The various forces that make up Iraq’s military have long struggled with coordination. While the Mosul operation is overseen by a joint operations command and the prime minister, forces on the ground maintain independent command structures, standards and cultures. The Mosul fight is the first time all three forces have had to cooperate in an urban environment and throughout the operation the army, federal police and special forces have faced deadly setbacks when they acted independently, allowing IS fighters to concentrate their defences on a single front.

“We’re helping [Iraqi forces] see across the boundaries between their different units ... just helping them understand where they are and how rapidly things might be changing.” said Colonel Work.

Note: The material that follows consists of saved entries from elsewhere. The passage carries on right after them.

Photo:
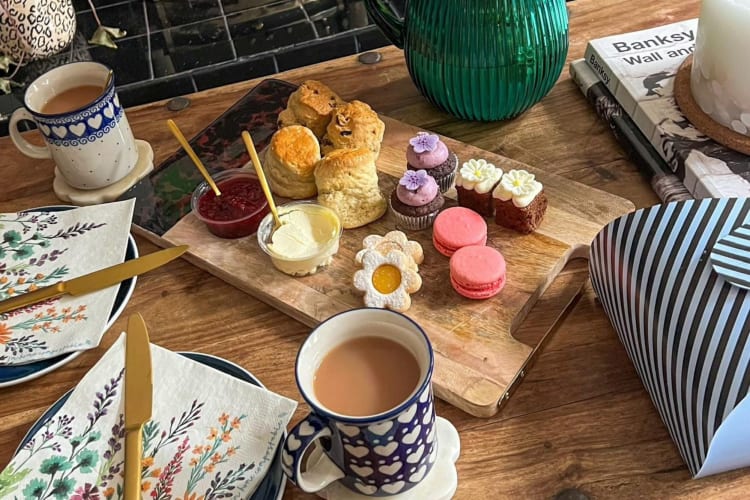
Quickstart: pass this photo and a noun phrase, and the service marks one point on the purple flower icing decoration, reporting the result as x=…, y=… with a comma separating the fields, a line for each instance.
x=414, y=179
x=424, y=142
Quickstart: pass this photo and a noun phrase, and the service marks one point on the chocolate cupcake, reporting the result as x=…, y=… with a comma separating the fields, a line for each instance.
x=520, y=202
x=474, y=183
x=416, y=201
x=427, y=152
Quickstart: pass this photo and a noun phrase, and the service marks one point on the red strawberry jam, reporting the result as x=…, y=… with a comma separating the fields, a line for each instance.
x=239, y=209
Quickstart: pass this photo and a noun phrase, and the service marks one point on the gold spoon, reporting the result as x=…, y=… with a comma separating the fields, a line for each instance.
x=261, y=177
x=109, y=79
x=189, y=150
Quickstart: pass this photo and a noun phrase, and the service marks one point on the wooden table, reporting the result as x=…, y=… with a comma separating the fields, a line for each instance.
x=580, y=424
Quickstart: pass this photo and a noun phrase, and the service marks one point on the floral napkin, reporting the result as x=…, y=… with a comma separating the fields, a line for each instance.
x=41, y=248
x=211, y=436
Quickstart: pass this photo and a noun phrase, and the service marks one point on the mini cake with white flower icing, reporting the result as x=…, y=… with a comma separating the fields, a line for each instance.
x=520, y=202
x=387, y=280
x=474, y=183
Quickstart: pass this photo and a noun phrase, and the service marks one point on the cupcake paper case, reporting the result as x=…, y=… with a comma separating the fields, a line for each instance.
x=416, y=201
x=427, y=152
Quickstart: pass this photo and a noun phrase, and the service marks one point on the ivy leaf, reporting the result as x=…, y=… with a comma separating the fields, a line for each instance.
x=23, y=252
x=12, y=238
x=9, y=480
x=87, y=460
x=35, y=489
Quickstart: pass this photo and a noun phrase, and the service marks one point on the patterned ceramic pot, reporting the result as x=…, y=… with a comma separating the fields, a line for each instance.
x=93, y=145
x=33, y=29
x=379, y=455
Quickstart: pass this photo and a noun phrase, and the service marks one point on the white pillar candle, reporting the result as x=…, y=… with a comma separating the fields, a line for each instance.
x=720, y=79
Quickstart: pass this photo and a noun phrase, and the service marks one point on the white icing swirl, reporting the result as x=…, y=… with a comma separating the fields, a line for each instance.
x=478, y=175
x=519, y=186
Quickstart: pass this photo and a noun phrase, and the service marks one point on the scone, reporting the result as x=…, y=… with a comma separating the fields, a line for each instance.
x=347, y=182
x=290, y=160
x=354, y=125
x=312, y=105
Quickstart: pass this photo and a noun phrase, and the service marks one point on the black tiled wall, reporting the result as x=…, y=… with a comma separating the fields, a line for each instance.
x=174, y=47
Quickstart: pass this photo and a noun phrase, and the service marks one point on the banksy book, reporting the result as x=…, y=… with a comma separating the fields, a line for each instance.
x=638, y=69
x=639, y=149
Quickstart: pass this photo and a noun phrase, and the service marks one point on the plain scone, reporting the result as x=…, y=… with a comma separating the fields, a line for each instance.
x=311, y=105
x=352, y=126
x=290, y=160
x=347, y=182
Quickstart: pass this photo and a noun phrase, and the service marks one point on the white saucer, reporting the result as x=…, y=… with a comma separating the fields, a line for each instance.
x=141, y=169
x=439, y=484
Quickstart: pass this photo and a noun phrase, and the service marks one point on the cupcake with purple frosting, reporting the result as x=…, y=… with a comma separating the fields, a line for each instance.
x=427, y=152
x=416, y=200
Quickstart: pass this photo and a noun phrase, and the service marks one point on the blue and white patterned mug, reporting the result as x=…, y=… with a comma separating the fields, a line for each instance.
x=379, y=455
x=93, y=145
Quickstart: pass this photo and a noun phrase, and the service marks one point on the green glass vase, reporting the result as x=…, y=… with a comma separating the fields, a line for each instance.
x=479, y=59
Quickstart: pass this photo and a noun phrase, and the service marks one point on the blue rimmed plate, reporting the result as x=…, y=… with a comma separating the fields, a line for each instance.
x=12, y=375
x=273, y=484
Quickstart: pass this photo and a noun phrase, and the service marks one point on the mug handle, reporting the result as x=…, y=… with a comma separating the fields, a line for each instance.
x=22, y=144
x=300, y=438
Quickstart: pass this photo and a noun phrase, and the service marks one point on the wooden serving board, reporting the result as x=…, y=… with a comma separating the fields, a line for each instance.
x=477, y=358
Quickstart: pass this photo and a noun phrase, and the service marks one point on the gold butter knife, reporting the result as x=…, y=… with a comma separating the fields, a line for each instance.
x=138, y=401
x=97, y=280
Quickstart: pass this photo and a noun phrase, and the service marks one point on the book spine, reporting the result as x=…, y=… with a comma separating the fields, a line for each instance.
x=638, y=148
x=601, y=69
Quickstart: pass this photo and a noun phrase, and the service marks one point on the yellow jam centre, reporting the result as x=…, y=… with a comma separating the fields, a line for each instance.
x=386, y=279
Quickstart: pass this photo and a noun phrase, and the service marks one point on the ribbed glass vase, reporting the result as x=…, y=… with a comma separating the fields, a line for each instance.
x=480, y=59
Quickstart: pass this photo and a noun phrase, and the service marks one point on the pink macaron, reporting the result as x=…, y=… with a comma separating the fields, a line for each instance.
x=458, y=227
x=477, y=272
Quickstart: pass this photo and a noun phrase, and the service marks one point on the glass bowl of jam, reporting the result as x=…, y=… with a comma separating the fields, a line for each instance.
x=239, y=209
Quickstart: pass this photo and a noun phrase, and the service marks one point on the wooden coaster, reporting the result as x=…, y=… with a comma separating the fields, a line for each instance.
x=700, y=120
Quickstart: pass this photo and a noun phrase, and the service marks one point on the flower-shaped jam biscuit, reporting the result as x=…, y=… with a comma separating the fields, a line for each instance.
x=393, y=240
x=387, y=280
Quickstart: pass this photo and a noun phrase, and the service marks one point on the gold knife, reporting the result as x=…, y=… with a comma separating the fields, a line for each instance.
x=138, y=401
x=97, y=280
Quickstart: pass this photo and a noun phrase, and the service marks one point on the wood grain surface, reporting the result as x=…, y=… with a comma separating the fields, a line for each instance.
x=579, y=425
x=477, y=356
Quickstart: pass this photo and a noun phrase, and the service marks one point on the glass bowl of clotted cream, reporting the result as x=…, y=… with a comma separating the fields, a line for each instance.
x=306, y=241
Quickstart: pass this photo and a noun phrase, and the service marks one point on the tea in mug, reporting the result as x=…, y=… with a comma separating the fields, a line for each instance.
x=72, y=99
x=366, y=376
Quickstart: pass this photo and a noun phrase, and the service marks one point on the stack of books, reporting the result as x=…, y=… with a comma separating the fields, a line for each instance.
x=628, y=79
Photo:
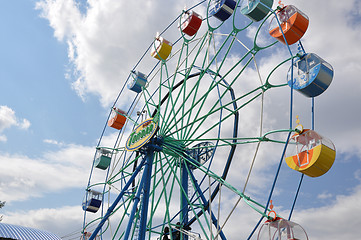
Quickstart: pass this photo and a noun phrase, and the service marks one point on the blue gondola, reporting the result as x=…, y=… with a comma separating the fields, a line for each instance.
x=222, y=9
x=93, y=201
x=311, y=75
x=256, y=10
x=137, y=81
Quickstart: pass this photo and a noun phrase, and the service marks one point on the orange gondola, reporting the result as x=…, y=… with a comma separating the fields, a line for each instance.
x=117, y=119
x=293, y=24
x=310, y=153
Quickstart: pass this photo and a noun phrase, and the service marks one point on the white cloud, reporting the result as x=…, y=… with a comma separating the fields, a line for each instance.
x=337, y=220
x=8, y=119
x=106, y=42
x=60, y=221
x=22, y=177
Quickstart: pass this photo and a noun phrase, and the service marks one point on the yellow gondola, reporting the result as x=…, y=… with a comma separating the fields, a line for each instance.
x=310, y=153
x=161, y=48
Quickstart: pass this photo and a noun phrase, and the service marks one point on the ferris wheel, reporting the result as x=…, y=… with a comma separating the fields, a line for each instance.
x=173, y=171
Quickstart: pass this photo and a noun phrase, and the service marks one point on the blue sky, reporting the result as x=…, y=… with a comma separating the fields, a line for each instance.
x=62, y=64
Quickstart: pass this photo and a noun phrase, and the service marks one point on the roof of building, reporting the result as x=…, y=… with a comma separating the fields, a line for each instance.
x=25, y=233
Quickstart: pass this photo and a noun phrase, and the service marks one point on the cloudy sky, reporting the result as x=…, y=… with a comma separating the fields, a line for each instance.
x=63, y=63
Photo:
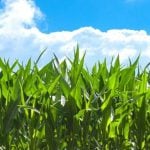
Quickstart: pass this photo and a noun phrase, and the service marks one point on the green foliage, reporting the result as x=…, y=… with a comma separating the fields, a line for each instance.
x=66, y=106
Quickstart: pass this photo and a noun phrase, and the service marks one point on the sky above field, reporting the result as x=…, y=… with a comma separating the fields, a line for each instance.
x=101, y=28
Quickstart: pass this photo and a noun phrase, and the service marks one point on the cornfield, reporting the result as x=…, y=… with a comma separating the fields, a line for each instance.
x=65, y=106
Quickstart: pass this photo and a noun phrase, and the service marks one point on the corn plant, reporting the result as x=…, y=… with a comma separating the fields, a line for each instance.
x=61, y=106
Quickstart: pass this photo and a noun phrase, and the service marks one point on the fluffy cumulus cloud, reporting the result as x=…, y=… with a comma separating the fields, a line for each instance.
x=21, y=39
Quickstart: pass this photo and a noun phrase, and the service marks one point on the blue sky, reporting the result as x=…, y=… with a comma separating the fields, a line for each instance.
x=101, y=14
x=103, y=29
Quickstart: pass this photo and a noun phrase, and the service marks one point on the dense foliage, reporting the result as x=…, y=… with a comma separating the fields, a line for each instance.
x=66, y=106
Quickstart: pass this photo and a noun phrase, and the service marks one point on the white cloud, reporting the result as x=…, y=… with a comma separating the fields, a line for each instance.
x=20, y=37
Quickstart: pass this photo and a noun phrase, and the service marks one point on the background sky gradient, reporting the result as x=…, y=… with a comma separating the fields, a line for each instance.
x=103, y=29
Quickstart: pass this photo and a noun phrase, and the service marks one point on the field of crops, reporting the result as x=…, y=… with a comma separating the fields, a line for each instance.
x=66, y=106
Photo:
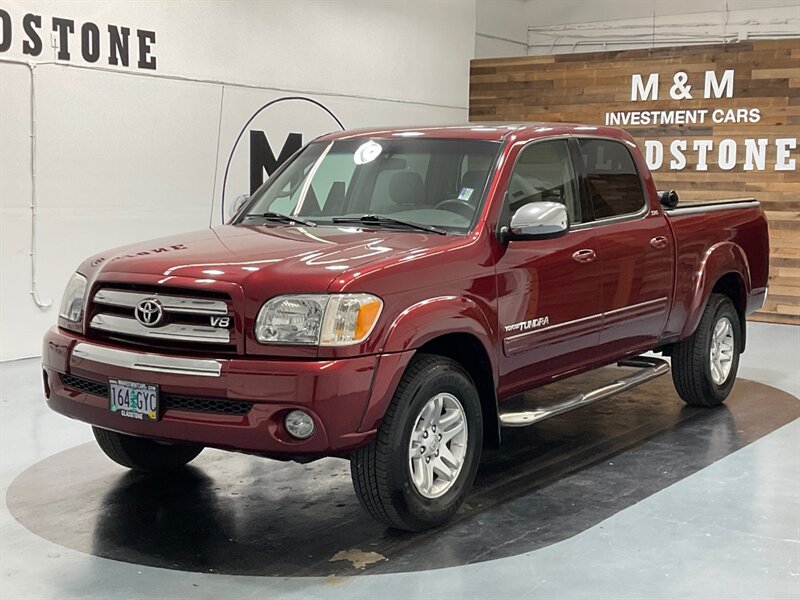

One of Work’s stops was at a modest house in a residential west Mosul neighbourhood. About a dozen US troops and Iraqi soldiers were hunched over computers identifying IS targets just a few hundred metres away ahead of the next day’s operation. The presence of US forces at the small patrol base deep inside Mosul is a level of support that had not been authorised when the Mosul fight first began.

Under the administration of US President Donald Trump, Defence Secretary Jim Mattis moved US combat advisers closer to the fight by authorising US troops to partner with Iraqi forces at the battalion level.

The US-led coalition’s fight against IS in Iraq has slowly expanded over the past three years from a campaign of air strikes carried out by coalition forces who largely stayed within heavily fortified bases to an operation with some 6,000 American troops on the ground, many operating close to frontline fighting. The evolution suggests that despite a large training programme designed to generate enough soldiers to retake Mosul, coalition officials assessed Iraqi forces lacked the tactical skills to conduct the operation without close support.

Between meetings, as Colonel Work’s vehicle rolled through a traffic circle in western Mosul, he said being on the ground beside his Iraqi counterparts is essential.

“For any commander there is no substitute for seeing it with your own eyes ... for talking to the stake holders who are in it making the decisions every day,” he said. “ISIS has no boundaries, so our adviser network can’t have any boundaries. And so part of it is getting out there daily to see it.”

Colonel Work’s one-on-one meetings inside Mosul come with a huge operational footprint. During his visit on Friday a team of dozens of US soldiers most young men on their first deployment provided him security and handled logistics. At each patrol base inside Mosul where US troops work with Iraqi forces there can be dozens to over a hundred soldiers deployed to protect a team of just 10 advisers.

With the vast majority of Mosul retaken from IS, soldiers trained by the coalition to fight in combat are now transitioning to act as hold forces to help provide security. Even after the last pockets of the city are retaken, Colonel Work said he doesn’t expect that will necessarily mean an end to the US role in Mosul.

“Mosul is going to be a challenge, ISIS is going to continue to challenge the hold,” using an alternative acronym for the militant Islamic State group. He said US troops would continue to facilitate coordination and provide advice just as they did during the offensive.

“We will continue to help Iraqi commanders recognise that this is what you fought for.”